I want to see a new contract which has a population health focus, providing in particular for health promotion and disease prevention and for the structured ongoing care of chronic conditions. It should be flexible and be able to respond to the changing nature of the GP workforce. It should also include provisions for service quality and standards, performance, accountability and transparency. These are realities in today’s world which must be accommodated. I think this will be key in making general practice a more attractive career.

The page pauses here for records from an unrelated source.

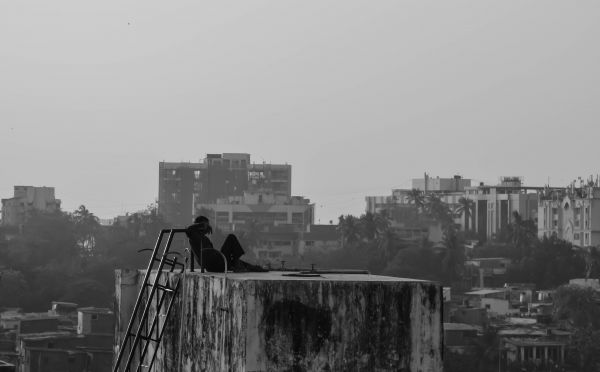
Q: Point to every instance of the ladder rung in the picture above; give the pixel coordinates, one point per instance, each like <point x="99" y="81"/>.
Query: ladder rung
<point x="163" y="287"/>
<point x="169" y="262"/>
<point x="146" y="338"/>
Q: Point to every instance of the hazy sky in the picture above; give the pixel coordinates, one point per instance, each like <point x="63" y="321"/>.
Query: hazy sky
<point x="359" y="96"/>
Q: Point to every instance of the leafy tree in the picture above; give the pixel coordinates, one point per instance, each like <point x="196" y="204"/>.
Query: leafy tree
<point x="465" y="208"/>
<point x="579" y="309"/>
<point x="86" y="229"/>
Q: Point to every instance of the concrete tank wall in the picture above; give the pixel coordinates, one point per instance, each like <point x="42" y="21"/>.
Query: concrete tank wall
<point x="272" y="322"/>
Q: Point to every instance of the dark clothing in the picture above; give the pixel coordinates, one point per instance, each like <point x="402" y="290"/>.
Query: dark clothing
<point x="232" y="249"/>
<point x="212" y="260"/>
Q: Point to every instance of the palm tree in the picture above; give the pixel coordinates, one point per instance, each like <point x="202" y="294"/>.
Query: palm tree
<point x="368" y="226"/>
<point x="349" y="229"/>
<point x="86" y="225"/>
<point x="465" y="208"/>
<point x="373" y="224"/>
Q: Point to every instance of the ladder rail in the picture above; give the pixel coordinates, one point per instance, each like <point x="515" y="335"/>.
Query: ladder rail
<point x="139" y="341"/>
<point x="132" y="320"/>
<point x="162" y="330"/>
<point x="149" y="301"/>
<point x="156" y="319"/>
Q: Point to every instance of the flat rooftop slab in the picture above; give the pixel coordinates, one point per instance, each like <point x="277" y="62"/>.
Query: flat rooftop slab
<point x="277" y="321"/>
<point x="298" y="276"/>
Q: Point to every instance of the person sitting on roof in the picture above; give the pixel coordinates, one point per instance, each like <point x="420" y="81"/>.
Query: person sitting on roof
<point x="208" y="257"/>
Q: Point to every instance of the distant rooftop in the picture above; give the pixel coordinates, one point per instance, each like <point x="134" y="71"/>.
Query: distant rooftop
<point x="460" y="327"/>
<point x="483" y="292"/>
<point x="95" y="310"/>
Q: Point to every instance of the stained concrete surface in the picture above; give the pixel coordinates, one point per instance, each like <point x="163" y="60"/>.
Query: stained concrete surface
<point x="274" y="322"/>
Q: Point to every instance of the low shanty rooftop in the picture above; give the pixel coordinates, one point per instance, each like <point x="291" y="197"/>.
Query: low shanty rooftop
<point x="320" y="275"/>
<point x="461" y="327"/>
<point x="485" y="292"/>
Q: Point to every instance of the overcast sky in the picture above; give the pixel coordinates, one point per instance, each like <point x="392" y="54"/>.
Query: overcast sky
<point x="359" y="96"/>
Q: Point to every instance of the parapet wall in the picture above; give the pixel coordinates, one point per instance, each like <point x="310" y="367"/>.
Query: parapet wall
<point x="274" y="322"/>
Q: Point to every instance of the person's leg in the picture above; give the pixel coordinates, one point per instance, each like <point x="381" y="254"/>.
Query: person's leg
<point x="232" y="250"/>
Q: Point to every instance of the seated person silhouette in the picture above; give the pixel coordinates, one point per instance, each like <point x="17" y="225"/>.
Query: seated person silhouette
<point x="210" y="258"/>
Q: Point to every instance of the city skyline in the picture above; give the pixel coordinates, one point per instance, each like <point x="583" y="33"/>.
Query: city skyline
<point x="360" y="98"/>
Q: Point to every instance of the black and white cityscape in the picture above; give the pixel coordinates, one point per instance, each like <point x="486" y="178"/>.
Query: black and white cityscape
<point x="261" y="186"/>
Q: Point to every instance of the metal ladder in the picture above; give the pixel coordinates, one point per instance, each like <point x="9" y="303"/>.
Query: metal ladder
<point x="141" y="331"/>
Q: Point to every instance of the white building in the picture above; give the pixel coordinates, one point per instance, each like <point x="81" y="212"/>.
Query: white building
<point x="25" y="200"/>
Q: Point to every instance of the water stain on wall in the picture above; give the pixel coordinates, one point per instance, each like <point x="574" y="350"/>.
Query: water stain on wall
<point x="303" y="328"/>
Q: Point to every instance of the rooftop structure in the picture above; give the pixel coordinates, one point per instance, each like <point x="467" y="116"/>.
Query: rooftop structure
<point x="25" y="200"/>
<point x="436" y="184"/>
<point x="284" y="321"/>
<point x="217" y="176"/>
<point x="494" y="205"/>
<point x="236" y="213"/>
<point x="571" y="214"/>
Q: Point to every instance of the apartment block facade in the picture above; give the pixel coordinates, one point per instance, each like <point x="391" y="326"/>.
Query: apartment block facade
<point x="182" y="185"/>
<point x="25" y="200"/>
<point x="494" y="205"/>
<point x="572" y="214"/>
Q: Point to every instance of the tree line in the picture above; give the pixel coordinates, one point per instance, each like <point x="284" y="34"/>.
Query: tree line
<point x="70" y="257"/>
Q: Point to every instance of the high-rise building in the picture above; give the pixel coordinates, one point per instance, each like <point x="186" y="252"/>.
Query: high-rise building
<point x="437" y="184"/>
<point x="494" y="205"/>
<point x="182" y="185"/>
<point x="571" y="214"/>
<point x="27" y="199"/>
<point x="257" y="209"/>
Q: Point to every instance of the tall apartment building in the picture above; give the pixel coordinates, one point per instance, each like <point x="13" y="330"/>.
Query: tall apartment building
<point x="25" y="200"/>
<point x="181" y="186"/>
<point x="571" y="214"/>
<point x="494" y="205"/>
<point x="437" y="184"/>
<point x="260" y="208"/>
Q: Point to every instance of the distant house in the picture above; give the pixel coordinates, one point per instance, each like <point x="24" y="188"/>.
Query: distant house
<point x="487" y="272"/>
<point x="540" y="351"/>
<point x="495" y="301"/>
<point x="25" y="200"/>
<point x="459" y="337"/>
<point x="95" y="321"/>
<point x="276" y="242"/>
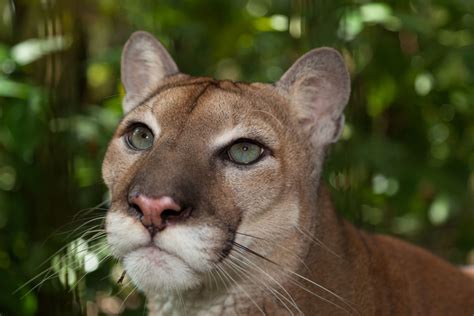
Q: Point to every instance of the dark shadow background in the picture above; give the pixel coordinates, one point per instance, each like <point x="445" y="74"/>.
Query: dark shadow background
<point x="404" y="166"/>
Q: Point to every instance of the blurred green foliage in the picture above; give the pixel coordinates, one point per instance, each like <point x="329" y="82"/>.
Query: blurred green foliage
<point x="405" y="165"/>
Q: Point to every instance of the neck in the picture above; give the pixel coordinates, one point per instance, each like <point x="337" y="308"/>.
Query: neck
<point x="337" y="270"/>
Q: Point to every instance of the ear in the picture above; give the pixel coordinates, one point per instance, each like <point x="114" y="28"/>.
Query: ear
<point x="318" y="85"/>
<point x="145" y="63"/>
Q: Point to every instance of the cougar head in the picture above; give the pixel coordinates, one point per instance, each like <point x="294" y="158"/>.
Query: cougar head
<point x="201" y="170"/>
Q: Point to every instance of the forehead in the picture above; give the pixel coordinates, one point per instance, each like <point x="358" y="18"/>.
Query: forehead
<point x="206" y="107"/>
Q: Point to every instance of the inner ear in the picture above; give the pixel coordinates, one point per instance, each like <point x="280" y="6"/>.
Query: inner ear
<point x="318" y="86"/>
<point x="145" y="63"/>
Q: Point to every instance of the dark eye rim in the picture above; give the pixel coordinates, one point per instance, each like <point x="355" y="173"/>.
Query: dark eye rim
<point x="129" y="131"/>
<point x="225" y="151"/>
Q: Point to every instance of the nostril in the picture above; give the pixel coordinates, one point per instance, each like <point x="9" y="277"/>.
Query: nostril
<point x="135" y="210"/>
<point x="171" y="215"/>
<point x="166" y="214"/>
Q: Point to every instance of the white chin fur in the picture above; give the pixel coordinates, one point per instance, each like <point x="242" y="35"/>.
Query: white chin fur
<point x="186" y="252"/>
<point x="154" y="271"/>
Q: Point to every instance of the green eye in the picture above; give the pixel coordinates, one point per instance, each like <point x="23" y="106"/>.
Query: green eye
<point x="244" y="152"/>
<point x="140" y="138"/>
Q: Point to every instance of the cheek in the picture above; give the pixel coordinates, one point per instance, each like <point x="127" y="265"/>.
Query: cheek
<point x="254" y="191"/>
<point x="124" y="234"/>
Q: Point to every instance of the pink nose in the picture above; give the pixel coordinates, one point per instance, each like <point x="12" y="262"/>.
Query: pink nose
<point x="156" y="211"/>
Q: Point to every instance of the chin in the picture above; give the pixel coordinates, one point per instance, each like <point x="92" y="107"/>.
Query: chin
<point x="155" y="271"/>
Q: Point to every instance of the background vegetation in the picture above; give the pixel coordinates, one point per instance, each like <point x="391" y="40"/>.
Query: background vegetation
<point x="405" y="165"/>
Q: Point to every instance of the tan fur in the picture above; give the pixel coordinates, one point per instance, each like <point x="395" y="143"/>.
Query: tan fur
<point x="304" y="259"/>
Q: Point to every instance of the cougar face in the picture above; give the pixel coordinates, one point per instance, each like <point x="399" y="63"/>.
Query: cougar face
<point x="197" y="165"/>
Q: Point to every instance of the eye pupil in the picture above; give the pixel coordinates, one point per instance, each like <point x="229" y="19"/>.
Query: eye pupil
<point x="140" y="138"/>
<point x="244" y="152"/>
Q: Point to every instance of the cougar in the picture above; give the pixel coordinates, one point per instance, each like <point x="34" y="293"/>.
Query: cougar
<point x="217" y="206"/>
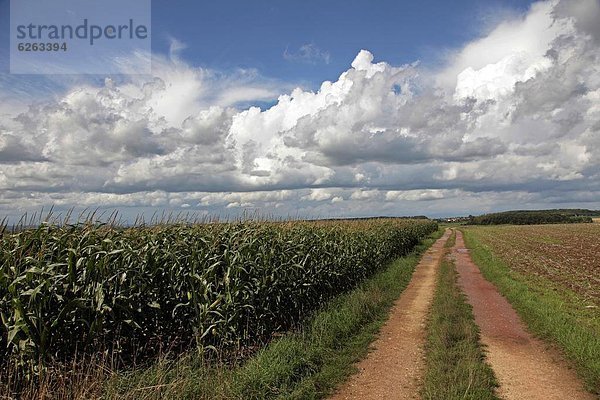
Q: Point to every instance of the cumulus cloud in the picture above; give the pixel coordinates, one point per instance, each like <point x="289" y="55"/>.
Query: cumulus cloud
<point x="308" y="53"/>
<point x="510" y="120"/>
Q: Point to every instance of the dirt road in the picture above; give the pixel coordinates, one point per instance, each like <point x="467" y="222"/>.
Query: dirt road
<point x="524" y="366"/>
<point x="395" y="367"/>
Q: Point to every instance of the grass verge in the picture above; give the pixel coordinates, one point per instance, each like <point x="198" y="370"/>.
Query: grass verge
<point x="306" y="364"/>
<point x="456" y="367"/>
<point x="550" y="312"/>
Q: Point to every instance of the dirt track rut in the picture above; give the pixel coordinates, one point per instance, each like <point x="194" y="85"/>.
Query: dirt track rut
<point x="393" y="370"/>
<point x="524" y="366"/>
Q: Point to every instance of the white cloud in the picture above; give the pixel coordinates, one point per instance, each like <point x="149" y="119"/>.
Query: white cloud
<point x="308" y="53"/>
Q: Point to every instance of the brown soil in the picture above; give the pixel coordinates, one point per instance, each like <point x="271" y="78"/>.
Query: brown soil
<point x="525" y="367"/>
<point x="393" y="370"/>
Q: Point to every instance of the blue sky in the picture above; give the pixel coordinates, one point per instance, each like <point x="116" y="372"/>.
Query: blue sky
<point x="255" y="34"/>
<point x="318" y="109"/>
<point x="231" y="34"/>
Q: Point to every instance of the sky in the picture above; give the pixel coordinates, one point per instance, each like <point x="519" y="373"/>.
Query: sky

Since 2015, negotiations have resulted in a number of service developments, including the provision of free GP care to under sixes, over 70s, the introduction of a diabetes cycle of care for adult general medical services patients with type 2 diabetes, and enhanced supports for rural GPs. The next phase of engagement with GP representatives is under way. The discussions taking place are wide-ranging and ambitious in their scope. While there will be challenges for all parties involved, I am hopeful that with the goodwill and co-operation of all parties, significant progress can be made in these discussions in the months ahead. I made it clear around budget time, as did the GP organisations, that this body of work was always going to take the overwhelming bulk of 2017. It is a very substantive body of work. I hope that everyone will remain focused on our common goal of putting suitable new arrangements in place that will work for patients, for GPs and for other health care providers in primary care.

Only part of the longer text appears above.